TAKUDAI PROFILE~拓大人物図鑑~

拓殖大学創立の一端を担い、学生に対して「学問と事業との密着が必要である」と説いた実業家

新一万円札の顔であり、2021年NHK大河ドラマの主人公としても注目される渋沢栄一は、江戸時代の末期に埼玉県の農家に生まれた。22歳から江戸に出て儒学を学ぶ傍ら、尊皇攘夷思想に目覚め、志士活動にものめり込んでいく。24歳で一橋慶喜に仕え、その3年後、慶喜が将軍となったことから幕臣に登用。そこで渋沢に大きな影響を与えた出来事が、パリ万博の視察である。ヨーロッパの近代的な国づくりに、渋沢が強く衝撃を受けたことは想像に難くない。明治維新が起こり帰国したのち、フランスで学んだ株式会社制度など、海外で得た知見を取り入れ次々と改革を推進。明治新政府より招かれ、1869年から3年半にわたり民部省、大蔵省に勤めた渋沢は辞職後、日本最初の銀行となる第一国立銀行(現・みずほ銀行)の創業をも担うことに。その後およそ500もの企業設立に力を注いだことから、「日本資本主義の父」と称されるまでになったのだ。
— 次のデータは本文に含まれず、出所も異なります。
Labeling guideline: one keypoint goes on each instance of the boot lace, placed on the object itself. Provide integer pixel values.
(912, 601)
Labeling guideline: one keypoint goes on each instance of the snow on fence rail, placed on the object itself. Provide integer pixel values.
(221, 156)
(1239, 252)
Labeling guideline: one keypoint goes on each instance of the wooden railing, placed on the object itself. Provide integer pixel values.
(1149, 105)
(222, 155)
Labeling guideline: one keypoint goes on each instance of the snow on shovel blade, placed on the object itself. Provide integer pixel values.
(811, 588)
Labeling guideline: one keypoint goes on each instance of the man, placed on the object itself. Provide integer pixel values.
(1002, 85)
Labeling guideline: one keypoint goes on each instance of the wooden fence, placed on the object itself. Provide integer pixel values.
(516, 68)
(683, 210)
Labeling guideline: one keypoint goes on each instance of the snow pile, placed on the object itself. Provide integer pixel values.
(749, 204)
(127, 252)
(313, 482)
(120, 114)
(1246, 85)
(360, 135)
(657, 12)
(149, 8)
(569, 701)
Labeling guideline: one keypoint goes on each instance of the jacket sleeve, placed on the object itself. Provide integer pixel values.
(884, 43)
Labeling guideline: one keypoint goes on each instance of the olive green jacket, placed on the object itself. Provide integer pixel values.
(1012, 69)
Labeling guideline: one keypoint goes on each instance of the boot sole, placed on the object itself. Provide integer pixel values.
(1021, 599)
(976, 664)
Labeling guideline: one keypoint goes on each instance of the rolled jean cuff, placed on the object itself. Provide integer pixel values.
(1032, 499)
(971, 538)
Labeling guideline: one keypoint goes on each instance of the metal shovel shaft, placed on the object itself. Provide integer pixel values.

企業家としての側面と同時に、日本の教育改革にも注力した渋沢。近代的な国づくりを目指し、商法講習所(現・一橋大学)をはじめ、多くの学校設立に関わっていった。そして1900年に誕生した拓殖大学の前身である台湾協会学校の創立委員の一人として、渋沢が名を連ねた。台湾での事業に従事するための人材養成が国家の急務であった当時、その教育の必要性や意義を渋沢も強く感じていたのだ。1903年、拓殖大学の学生に行った演説では、「学問と事業とを十分に密着することを心懸けることが甚だ必要」と語った渋沢。実学教育に関する意識がまだ薄い日本で、学びを社会に役立てることの大切さを説き、台湾はもちろんのこと、アジア全般で活躍できる人材の必要性を唱えた。実業において、強い国際競争力を持つことのできる日本へ。その高い志は、学生の奮起を促すとともに、グローバル大学への道を歩みだす輝かしい一歩目となったのだ。